В некоторых более ранних работах «доказывалось», что аксиоматические системы, положенные в основу той или иной области математики, категоричны, т.е. что все интерпретации любой из таких аксиоматических систем изоморфны — совпадают по существу и отличаются лишь терминологией. Но такого рода «доказательства» были нестрогими, поскольку строились на логических принципах, недопустимых в метаматематике Гильберта, и, кроме того, прежде аксиоматические основы не формулировались столь тщательно, как теперь. Ни одна система аксиом, несмотря на «доказательства» Гильберта и других авторов, не является категоричной.
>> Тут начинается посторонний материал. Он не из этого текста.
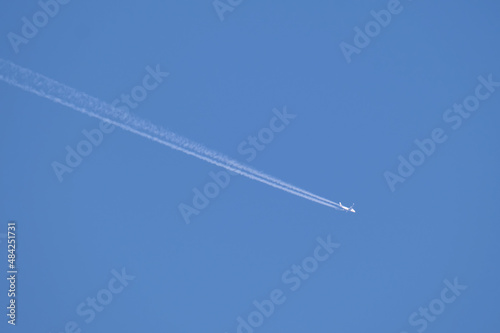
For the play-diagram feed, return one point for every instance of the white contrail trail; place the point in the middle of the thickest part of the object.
(57, 92)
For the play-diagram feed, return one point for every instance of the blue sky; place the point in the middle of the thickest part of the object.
(119, 208)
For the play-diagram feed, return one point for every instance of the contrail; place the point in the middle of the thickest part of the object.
(57, 92)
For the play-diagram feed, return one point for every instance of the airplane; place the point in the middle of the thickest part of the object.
(347, 209)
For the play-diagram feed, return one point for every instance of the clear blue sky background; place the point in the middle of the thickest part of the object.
(119, 208)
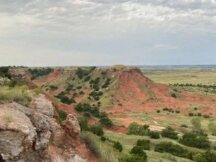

Грубо говоря, аксиоматика «гипервещественных» чисел R* получается из аксиоматики вещественных чисел R («укороченный» вариант последней, включающей все необходимое для построения аналитической геометрии, содержится в книге [92], а более полные ее варианты — во многих учебных пособиях, например, [93] или [94]) прибавлением «отрицания аксиомы Архимеда», которому можно придать следующую форму: существует такое число ε («бесконечно малое число»), что ε > 0 и ε < 1/n при любом натуральном n. Следствием этой аксиомы и других аксиом, постулирующих свойства действий (сложение, умножение) над числами, являет довольно сложная структура «гипервещественной прямой» R* ; впрочем, для использования бесконечно малых в (поставленных А. Робинсоном на твердую почву) рассуждениях детальное значение структуры R* вовсе не обязательно.
Доказательства Кантора и Пеано корректны, если использовать, обычное аксиоматические свойства вещественных чисел. Единственное свойство, которые необходимо изменить, чтобы гипервещественные числа стали возможными, — это аксиома Архимеда, о которой мы уже неоднократно упоминали. Система гипервещественных чисел R* неархимедова в обычном смысле слова. Но она становится архимедовой, если включить в систему гипервещественных чисел бесконечные кратные гипервещественного числа a*.
Например, в нестандартном анализе отношение бесконечно малых dy/dx существует в системе R* и для y = x 2 отношение dy/dx равно 2x + dx, где dx — бесконечно малая, т.е. dy/dx — гипервещественное число. Производная функции y = x 2 — это обычная вещественная часть гипервещественного числа dy/dx, т.е. (вещественное) число 2x. Аналогично определенный интеграл в нестандартном анализе есть сумма бесконечно большого числа бесконечно малых (число слагаемых — гипервещественное натуральное число).
Сегодня уже существуют задачи, которые удалось решить лишь с использованием нестандартного анализа; правда, видимо, все эти задачи можно было бы решить и традиционными методами, но в таком случае решения были бы, вероятно, значительно более сложными. Вообще, нестандартный анализ надо рассматривать не как новую область математики, а скорее лишь как еще один математический «язык», идущий от Лейбница, но лишь в наши дни ставший равноправным, скажем, с « ε-δ- языком» Коши. При этом язык нестандартного анализа оказывается весьма удобным и естественным в ряде прикладных задач (см., например, [87]; ср. со сказанным в тексте об использовании «бесконечно малых величин» физиками и техниками); ряд преподавателей высшей школы (например, в нашей стране Μ.Μ. Постников) высказывает убеждение в педагогических достоинствах этой модификации лейбницевского «исчисления дифференциалов» при изложении основ «высшей математики» начинающим (ср. [95], [96]).
Различие между математикой и «теоретическим» естествознанием полностью осознавал Лейбниц. «Универсальная математика, — писал он, — это, так сказать, логика воображения»; предметом ее является «все, что в области воображения поддается точному определению». В XIX в. специфику математики, отличие ее от естественных (и гуманитарных) наук отчетливо понимали, скажем, замечательный немецкий математик Герман Грассман, говоривший, что «чистая математика есть наука особого бытия, поскольку она рождена в мышлении», или один из создателей математической логики англичанин Джордж Буль, еще четче сформулировавший ту же мысль: «Математика изучает операции, рассматриваемые сами по себе, независимо от различных материй, к которым они могут быть приложены». Я. Бойаи (в отличие от Лобачевского или Гаусса) при создании неевклидовой геометрии подходил к ней не как к возможной системе устройства физической Вселенной, а как к чисто логической схеме, «аксиоматизированной структуре», как сказали бы мы сегодня. При этом любопытно отметить, что Лейбниц (в отличие от Ньютона), Грассман, Буль или Я. Бойаи не получили специального математического образования и были полностью свободны от давления сложившихся традиций, что в чем-то, конечно, ограничивало их возможности, но в то же время придавало их мышлению особую свежесть и остроту.